Yeah, he's like aaron I don't like how you made myself look in that one thumbnail. No, no, just kidding. Um, it's here, this house on fire in the background here. Uh, pretty dramatic thumbnail, but um, anyways, guys, if you have any questions, please feel free to reach out to us again. Aaron Morrow here. Local realtor, your friendly social neighbor, social media, neighborhood realtor in the greater Seattle area. I work with home buyers and sellers, primarily in King, pierce and Snohomish counties, but I dip into Kitsap too just because I have a lot of peeps that take me over there. Brian here can work with you on a local level in Washington and like a couple of other States that I don't care about because I don't service those, but Brian could let you know what those are and again, we can call me to find them out.

Speaker 1:

Yeah, call them to find them out. We can hook you up anywhere in the United States. We will talk with you and get you over to the right people. So contact information is below this. One last reminder this will drop on YouTube and on the podcast. Check it out. And um, yeah, we'll see what we talk about in another week because we're like bi-monthly now.

Speaker 2:

so we'll find out together guys, great chatting with you.

Speaker 1:

Any lame jokes, brian, to clear us out any jokes to clear us out? No, actually any lame ones right now. Dad jokes, dad jokes, backed jokes. So I'm not gonna be clearing out you're oh, my god, okay.

Speaker 1:

Hey, have you seen this whole new chat gbt o thing? By the way, it's like freaking me out. So chat gbt. It came out with a new iteration that it's called chat gbt 4-0. And, like dude, it's so like human, like when it's talking to you, like it chuckles and laughs at you and tries to. I feel like they designed it to try to.

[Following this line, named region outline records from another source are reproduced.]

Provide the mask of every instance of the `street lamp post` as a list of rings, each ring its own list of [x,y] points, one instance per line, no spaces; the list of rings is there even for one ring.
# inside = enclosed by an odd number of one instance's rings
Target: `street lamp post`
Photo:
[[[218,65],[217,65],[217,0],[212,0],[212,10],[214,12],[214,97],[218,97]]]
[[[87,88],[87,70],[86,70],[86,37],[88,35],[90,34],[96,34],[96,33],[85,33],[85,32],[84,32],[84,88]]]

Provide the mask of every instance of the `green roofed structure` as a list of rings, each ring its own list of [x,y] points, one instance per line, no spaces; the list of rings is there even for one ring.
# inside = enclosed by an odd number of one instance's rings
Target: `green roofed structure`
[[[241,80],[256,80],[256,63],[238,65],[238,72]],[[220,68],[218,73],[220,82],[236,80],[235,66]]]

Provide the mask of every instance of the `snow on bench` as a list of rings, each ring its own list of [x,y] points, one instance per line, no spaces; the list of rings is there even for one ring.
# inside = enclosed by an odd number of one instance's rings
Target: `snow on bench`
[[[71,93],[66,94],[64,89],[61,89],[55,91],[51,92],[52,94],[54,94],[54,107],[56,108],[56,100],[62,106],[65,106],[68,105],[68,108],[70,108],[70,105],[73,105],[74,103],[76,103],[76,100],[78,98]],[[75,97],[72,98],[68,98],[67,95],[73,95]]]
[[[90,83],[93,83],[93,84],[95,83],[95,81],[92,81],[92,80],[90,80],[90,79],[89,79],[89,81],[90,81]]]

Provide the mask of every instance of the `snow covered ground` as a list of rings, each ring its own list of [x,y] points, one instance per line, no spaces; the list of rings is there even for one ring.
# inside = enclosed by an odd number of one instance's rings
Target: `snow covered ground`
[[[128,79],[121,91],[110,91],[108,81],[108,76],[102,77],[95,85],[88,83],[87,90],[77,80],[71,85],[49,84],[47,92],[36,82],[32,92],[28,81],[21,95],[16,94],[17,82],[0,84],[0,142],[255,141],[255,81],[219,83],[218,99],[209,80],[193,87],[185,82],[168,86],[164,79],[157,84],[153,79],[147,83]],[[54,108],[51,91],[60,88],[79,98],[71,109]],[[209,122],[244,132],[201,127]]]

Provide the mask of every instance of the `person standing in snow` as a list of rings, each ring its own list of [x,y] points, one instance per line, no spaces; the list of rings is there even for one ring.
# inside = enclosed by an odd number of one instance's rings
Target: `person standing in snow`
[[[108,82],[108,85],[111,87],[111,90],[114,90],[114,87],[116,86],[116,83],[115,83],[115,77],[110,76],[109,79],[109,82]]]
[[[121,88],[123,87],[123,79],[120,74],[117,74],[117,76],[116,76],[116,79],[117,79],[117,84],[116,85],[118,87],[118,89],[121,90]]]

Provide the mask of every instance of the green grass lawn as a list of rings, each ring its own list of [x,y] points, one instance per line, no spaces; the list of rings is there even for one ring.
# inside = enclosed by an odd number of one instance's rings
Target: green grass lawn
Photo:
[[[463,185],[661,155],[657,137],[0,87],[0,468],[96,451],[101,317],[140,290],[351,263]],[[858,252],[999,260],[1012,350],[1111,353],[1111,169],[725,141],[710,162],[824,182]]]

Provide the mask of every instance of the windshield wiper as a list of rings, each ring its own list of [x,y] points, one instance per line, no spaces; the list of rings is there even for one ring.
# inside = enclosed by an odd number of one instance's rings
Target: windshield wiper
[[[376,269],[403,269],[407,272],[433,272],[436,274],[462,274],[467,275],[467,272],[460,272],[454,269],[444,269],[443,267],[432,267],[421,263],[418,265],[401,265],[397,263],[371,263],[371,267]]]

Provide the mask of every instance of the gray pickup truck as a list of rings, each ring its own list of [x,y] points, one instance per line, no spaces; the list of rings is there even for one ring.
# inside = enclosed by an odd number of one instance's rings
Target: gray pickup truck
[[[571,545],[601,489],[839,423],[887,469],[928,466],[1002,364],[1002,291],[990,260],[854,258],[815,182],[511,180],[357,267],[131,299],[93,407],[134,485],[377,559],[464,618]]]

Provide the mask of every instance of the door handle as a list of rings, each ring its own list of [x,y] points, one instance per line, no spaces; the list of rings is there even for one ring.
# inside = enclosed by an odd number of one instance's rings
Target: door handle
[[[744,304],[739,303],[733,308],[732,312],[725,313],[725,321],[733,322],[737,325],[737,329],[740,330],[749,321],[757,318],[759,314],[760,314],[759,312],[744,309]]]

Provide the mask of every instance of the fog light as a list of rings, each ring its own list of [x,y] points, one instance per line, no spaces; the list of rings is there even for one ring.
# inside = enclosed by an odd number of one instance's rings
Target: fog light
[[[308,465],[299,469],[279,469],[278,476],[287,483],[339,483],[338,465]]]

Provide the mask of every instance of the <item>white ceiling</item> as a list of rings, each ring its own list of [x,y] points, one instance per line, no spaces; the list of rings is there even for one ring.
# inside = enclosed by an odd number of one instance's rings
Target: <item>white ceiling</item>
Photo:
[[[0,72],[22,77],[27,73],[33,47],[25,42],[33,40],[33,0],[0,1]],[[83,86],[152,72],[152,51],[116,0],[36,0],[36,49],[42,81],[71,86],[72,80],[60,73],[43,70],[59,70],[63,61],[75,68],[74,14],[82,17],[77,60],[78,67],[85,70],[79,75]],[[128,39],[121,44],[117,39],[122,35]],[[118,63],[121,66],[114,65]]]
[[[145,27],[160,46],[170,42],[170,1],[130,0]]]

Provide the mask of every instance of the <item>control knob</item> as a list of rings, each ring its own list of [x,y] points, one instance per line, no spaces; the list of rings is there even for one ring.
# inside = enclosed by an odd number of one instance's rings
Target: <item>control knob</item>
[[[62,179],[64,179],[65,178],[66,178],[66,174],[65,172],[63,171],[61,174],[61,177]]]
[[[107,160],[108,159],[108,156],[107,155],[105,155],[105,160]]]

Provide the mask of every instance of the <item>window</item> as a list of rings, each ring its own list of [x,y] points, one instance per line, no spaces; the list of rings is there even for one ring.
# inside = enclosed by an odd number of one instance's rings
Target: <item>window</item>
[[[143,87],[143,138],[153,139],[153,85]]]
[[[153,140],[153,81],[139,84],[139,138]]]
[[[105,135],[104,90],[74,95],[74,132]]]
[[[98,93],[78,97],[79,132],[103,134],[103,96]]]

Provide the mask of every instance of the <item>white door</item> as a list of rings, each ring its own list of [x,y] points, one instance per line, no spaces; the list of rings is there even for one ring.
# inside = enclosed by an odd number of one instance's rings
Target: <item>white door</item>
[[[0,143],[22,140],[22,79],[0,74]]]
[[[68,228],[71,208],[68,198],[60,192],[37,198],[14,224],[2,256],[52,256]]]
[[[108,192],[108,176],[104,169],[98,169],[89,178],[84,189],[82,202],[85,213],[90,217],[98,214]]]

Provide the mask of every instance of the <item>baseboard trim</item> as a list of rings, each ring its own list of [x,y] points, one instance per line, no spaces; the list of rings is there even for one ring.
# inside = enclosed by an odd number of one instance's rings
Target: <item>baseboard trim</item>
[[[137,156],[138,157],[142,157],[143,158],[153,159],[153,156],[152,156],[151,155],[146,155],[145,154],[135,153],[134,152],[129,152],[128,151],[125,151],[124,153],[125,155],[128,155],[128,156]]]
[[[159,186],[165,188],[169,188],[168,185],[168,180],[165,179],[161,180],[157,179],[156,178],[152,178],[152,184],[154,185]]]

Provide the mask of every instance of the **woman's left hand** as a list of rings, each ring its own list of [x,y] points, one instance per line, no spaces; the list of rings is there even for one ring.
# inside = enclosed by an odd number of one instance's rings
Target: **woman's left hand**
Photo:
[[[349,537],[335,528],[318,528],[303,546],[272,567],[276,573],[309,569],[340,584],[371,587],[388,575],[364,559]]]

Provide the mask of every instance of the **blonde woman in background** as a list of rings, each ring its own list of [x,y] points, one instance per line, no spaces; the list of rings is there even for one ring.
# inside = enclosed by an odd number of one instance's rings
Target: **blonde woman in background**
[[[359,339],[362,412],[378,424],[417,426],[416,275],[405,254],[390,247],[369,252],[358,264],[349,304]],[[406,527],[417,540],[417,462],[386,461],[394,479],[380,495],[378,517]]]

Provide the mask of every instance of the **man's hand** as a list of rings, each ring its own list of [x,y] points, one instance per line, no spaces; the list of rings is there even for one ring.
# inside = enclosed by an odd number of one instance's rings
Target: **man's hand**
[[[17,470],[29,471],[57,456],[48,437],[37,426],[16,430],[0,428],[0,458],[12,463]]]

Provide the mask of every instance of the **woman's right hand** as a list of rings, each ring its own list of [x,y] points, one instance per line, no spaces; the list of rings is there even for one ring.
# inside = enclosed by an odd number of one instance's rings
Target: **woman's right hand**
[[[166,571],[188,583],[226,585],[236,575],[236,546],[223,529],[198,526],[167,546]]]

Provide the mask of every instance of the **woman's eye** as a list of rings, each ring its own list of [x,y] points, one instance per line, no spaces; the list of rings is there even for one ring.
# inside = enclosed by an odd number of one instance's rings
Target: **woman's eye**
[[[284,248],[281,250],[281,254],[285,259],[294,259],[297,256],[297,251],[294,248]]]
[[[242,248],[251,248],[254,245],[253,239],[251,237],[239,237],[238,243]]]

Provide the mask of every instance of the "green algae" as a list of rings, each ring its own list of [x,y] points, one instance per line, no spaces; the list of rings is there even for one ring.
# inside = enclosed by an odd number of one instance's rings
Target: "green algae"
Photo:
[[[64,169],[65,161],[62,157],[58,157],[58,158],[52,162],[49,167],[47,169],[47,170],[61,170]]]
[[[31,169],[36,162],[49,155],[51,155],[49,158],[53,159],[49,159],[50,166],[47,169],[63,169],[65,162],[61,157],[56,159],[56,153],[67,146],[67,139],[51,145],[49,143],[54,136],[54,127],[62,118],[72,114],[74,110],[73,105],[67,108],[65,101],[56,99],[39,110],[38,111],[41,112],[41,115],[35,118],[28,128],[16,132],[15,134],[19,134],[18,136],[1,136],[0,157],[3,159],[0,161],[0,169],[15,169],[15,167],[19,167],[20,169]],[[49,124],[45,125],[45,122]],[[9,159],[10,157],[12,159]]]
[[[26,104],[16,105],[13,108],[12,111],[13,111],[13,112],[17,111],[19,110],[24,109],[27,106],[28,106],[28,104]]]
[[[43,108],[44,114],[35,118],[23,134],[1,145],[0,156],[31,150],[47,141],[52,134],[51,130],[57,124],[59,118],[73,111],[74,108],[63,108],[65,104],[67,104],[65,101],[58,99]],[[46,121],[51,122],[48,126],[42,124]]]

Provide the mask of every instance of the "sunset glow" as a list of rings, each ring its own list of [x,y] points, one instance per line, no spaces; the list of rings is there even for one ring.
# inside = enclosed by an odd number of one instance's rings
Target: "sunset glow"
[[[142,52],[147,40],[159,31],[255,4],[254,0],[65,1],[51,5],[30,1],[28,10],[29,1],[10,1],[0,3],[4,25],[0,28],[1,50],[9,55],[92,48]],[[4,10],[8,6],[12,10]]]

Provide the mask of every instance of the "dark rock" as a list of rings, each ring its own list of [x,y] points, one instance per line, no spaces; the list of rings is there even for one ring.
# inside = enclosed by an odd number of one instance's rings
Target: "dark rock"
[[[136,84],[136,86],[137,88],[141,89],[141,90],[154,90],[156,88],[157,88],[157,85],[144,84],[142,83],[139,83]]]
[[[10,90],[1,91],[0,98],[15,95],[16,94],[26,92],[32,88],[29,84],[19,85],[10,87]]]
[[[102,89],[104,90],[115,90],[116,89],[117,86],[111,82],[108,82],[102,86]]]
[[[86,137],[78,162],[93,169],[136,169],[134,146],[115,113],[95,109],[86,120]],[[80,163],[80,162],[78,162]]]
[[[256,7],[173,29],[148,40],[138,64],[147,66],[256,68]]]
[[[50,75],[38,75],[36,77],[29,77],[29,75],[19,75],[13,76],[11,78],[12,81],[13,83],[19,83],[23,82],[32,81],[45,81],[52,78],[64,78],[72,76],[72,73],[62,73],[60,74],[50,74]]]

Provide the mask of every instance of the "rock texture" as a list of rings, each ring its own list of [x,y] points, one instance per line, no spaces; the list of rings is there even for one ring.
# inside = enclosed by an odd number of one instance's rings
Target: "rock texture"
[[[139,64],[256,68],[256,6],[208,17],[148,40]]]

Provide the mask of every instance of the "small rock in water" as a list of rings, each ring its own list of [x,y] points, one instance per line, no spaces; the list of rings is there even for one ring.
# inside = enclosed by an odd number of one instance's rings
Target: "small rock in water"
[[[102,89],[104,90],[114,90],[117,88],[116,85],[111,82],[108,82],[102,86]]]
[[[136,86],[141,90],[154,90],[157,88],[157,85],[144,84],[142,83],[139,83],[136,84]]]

I'm not saying flirt, but it tries to play on.

Speaker 2:

To engage, to have some sort of personality, Engage yeah, it's so weird.

Speaker 1:

You know what the cool thing about it is, though. You can use it basically like Tony Stark, where it's like your jarvis, and have it on where you're just like audibly yell out into the universe I need to know, blah, blah, blah. I know like tutor, you like math and stuff. Yeah, crazy stuff. All right, guys. Well, we are gonna take off. Talk to you later, guys.